Kalau tidak pintar membelahnya, akan kena isinya

Jakarta (ANTARA News) - Tidak seperti kebanyakan penyuka durian, sosok yang satu ini justru lebih menikmati durian mentah karena rasanya yang unik dan menurutnya enak.

"Saya suka durian. Tapi durian mentah. Rasanya unik dan enak," itulah pengakuan Wakil Ketua Komisi V DPR RI, Lasarus, saat bincang-bincang ringan dengan ANTARA News di Gedung DPR RI, Jakarta, Selasa.

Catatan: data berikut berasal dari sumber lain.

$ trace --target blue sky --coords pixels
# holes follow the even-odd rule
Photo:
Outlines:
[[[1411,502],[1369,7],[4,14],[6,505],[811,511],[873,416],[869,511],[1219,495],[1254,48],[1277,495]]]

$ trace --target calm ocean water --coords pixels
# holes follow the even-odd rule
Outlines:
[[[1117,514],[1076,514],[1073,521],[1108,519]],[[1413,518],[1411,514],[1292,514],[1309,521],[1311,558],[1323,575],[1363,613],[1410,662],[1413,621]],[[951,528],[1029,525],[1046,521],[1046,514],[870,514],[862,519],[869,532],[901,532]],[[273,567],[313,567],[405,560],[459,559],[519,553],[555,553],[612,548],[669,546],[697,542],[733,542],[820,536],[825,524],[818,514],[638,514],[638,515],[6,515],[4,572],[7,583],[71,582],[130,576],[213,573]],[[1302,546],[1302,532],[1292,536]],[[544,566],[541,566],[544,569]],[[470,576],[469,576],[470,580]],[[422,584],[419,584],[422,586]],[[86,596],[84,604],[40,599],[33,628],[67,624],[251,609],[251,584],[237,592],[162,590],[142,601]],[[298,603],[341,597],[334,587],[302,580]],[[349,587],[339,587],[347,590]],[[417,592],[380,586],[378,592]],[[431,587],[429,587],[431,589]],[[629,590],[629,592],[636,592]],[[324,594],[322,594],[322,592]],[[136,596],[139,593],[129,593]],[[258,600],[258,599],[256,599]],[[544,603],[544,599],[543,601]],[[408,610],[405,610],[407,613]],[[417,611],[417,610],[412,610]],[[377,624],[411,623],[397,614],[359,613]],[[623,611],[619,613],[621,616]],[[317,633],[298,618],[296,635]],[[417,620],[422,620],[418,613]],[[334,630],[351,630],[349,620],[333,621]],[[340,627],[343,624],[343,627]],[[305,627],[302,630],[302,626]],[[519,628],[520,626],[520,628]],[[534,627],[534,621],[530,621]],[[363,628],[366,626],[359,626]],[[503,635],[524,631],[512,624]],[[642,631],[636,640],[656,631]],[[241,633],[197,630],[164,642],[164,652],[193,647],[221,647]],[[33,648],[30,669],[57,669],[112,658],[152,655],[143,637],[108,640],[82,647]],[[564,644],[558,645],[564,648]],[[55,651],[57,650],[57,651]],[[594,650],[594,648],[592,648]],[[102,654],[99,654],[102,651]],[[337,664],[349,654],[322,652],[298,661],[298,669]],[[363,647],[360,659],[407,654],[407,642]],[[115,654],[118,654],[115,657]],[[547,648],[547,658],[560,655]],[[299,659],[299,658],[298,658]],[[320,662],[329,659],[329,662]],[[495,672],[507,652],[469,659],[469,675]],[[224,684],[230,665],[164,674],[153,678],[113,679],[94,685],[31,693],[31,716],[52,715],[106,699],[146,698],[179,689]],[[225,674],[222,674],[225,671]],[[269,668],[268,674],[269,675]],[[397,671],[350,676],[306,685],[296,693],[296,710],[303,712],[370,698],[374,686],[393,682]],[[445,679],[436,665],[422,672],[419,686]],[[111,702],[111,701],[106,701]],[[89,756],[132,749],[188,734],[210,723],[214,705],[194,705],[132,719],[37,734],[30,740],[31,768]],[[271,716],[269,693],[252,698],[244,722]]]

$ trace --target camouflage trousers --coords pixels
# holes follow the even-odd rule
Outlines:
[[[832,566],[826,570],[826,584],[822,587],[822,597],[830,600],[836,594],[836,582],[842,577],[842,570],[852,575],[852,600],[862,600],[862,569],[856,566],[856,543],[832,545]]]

Karena masih mentah, tentunya untuk mengupasnya sangat sulit, dibutuhkan keahlian tersendiri.

"Dipetik sebelum matang, dan harus pintar membelahnya. Kalau tidak pintar membelahnya, akan kena isinya. Saya karena sudah terbiasa, jadi sangat mahir membelah durian mentah," aku politisi PDIP itu.

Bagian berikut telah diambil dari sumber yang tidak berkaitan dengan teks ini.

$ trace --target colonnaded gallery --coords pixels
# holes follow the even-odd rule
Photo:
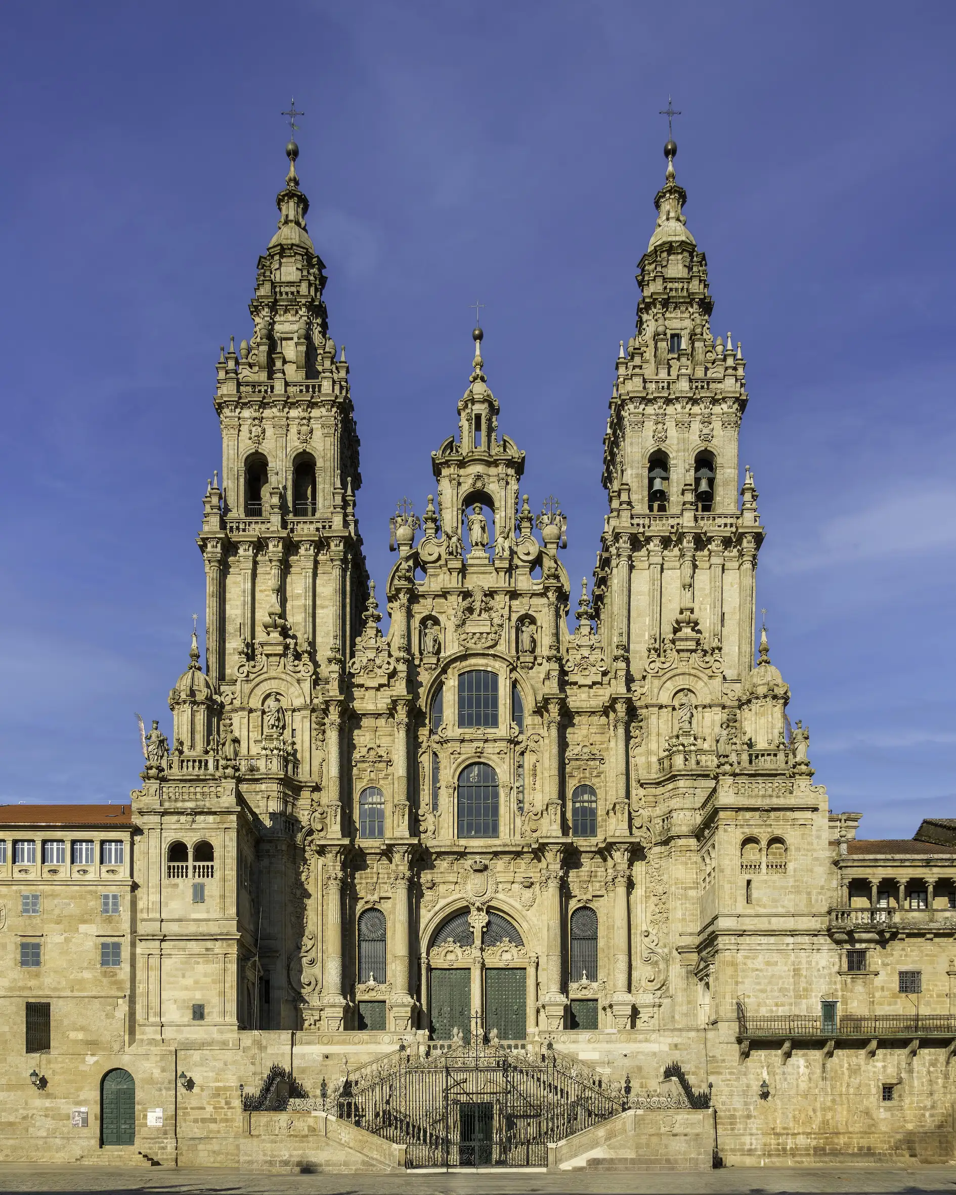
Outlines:
[[[376,589],[287,147],[216,364],[206,651],[128,803],[0,808],[0,1158],[954,1158],[956,821],[858,838],[755,658],[744,361],[664,152],[590,588],[476,329]]]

Kesukaannya pada durian mentah tentunya tidak terlepas dari kebiasaan di daerah asalnya. Lasarus dibesarkan di pedalaman Kabupaten Sintang, Kalimantan Barat

"Saya dibesarkan dan tinggal di pedalaman dan di tempat saya itu banyak pohon durian. Jadi berebutan dan gak sabar sehingga durian mentah jadi sasaran," kata pria kelahiran 15 Juni 1970 itu.

Hingga kini, kegemaran makan durian mentah masih dilakukannya, namun tidak begitu sering. Malah, kata Lasarus, makan durian sudah mulai dikurangi.

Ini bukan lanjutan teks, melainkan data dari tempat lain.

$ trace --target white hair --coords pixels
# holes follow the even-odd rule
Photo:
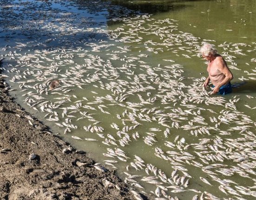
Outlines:
[[[200,49],[200,52],[204,56],[209,56],[210,55],[215,55],[217,53],[217,50],[212,45],[209,43],[204,43]]]

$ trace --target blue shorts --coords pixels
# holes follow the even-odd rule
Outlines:
[[[215,87],[215,85],[212,86],[212,88]],[[225,85],[223,85],[220,88],[218,94],[225,95],[225,94],[230,93],[232,92],[232,85],[230,82]]]

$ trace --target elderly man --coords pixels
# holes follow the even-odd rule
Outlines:
[[[203,83],[208,85],[210,80],[213,86],[213,94],[225,95],[232,92],[230,80],[234,77],[222,57],[217,53],[212,45],[204,43],[200,49],[203,57],[209,61],[207,71],[209,76]]]

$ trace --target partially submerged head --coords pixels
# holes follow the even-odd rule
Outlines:
[[[49,85],[50,90],[53,90],[59,84],[59,80],[53,80],[52,81]]]
[[[209,43],[204,43],[201,47],[199,52],[203,57],[211,57],[217,53],[217,50]]]

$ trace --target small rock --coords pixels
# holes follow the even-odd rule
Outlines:
[[[87,165],[87,163],[86,162],[80,162],[79,161],[77,161],[76,162],[76,164],[78,167],[82,167],[82,166],[83,166],[84,165],[86,166]]]
[[[114,184],[106,179],[103,179],[102,183],[105,187],[112,188],[114,187]]]
[[[37,155],[35,154],[32,154],[29,155],[29,158],[28,160],[29,161],[31,161],[32,160],[34,160],[36,158]]]
[[[7,112],[7,110],[4,108],[3,106],[0,106],[0,112]]]
[[[7,153],[8,151],[12,151],[9,148],[3,148],[0,150],[0,153]]]
[[[62,150],[62,153],[67,153],[70,151],[72,151],[72,150],[73,148],[72,148],[71,147],[69,147],[67,148],[64,148],[63,150]]]
[[[76,153],[78,154],[85,154],[85,152],[83,151],[82,150],[77,150],[76,151]]]

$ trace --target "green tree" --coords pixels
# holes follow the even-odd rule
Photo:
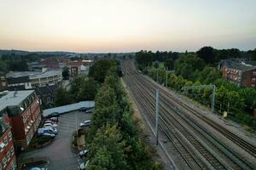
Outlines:
[[[97,82],[92,78],[87,78],[80,86],[78,100],[94,100],[98,88]]]
[[[117,125],[107,124],[99,128],[93,142],[89,145],[88,169],[127,169],[125,146],[125,142],[122,139]]]
[[[62,69],[62,76],[64,80],[68,80],[69,79],[69,69],[67,66],[65,66]]]
[[[55,106],[69,105],[73,101],[70,94],[63,88],[58,88],[55,94]]]
[[[172,58],[168,58],[165,62],[165,67],[171,71],[174,68],[174,60]]]

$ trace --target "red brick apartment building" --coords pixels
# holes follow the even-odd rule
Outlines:
[[[9,125],[16,150],[25,150],[41,121],[38,97],[34,90],[10,91],[0,98],[0,117]]]
[[[4,73],[0,72],[0,92],[7,89],[7,82]]]
[[[256,88],[256,66],[245,63],[233,63],[223,67],[222,76],[237,86]]]
[[[15,169],[16,158],[10,128],[0,118],[0,169]]]

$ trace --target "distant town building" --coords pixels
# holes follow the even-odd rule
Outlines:
[[[36,93],[40,99],[40,104],[44,107],[51,107],[55,102],[55,85],[37,87]]]
[[[0,72],[0,92],[7,89],[7,82],[4,73]]]
[[[28,76],[9,76],[7,77],[9,90],[25,90],[31,89],[32,84]]]
[[[41,121],[38,97],[34,90],[10,91],[1,96],[0,117],[10,127],[16,149],[25,150]]]
[[[237,86],[256,87],[256,66],[252,62],[230,62],[222,67],[223,77]]]
[[[13,82],[11,83],[12,85],[9,85],[9,87],[14,87],[15,85],[18,88],[18,86],[20,85],[23,86],[25,84],[25,89],[28,89],[28,88],[35,88],[36,87],[58,84],[62,80],[62,71],[43,70],[43,71],[15,71],[15,72],[9,72],[8,74],[6,74],[6,76],[8,80],[14,81],[15,82],[17,80],[18,83]],[[24,77],[27,77],[27,76],[29,78],[26,79],[27,82],[25,82]],[[31,88],[30,88],[30,84],[31,84]],[[12,88],[12,89],[13,88]]]
[[[71,76],[77,76],[81,72],[81,69],[84,69],[83,62],[81,60],[67,61],[67,66],[69,69]]]
[[[0,169],[13,170],[16,167],[16,158],[11,128],[0,117]]]

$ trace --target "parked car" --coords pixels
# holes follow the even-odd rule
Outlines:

"Umur kan sudah tua, dikurangi lah makan duriannya. Tidak seperti dulu lah, Bangun pagi, bukannya sarapan, malah makan durian," ungkap Lasarus.

Untuk mewujudkan kecintaan dan kegemaran makan durian, ia menanam pohon durian di perkebunannya di kampung halamannya.

"Saya punya kebun yang luasnya 3 hektare. Sekarang saya nanam durian sejak 2-3 tahun terakhir, ada 30 batang, bukan pohon durian cangkokan, tapi saya tanam mulai dari bijinya. Karena pohon durian yang ditanam dari biji, pohonnya akan kuat dan tahan. Kalau pohon yang dicangkok, pohonnya gak kuat dan cepat rubuh," ceritanya.

Ia tidak menanam pohon durian impor, tapi pohon durian lokal. Kalau di Sintang, namanya durian tembaga, isinya kuning.

"Saya ingin melestarikan durian lokal. Durian lokal di tempat saya gak kalah enak dengan durian impor," kata Lasarus.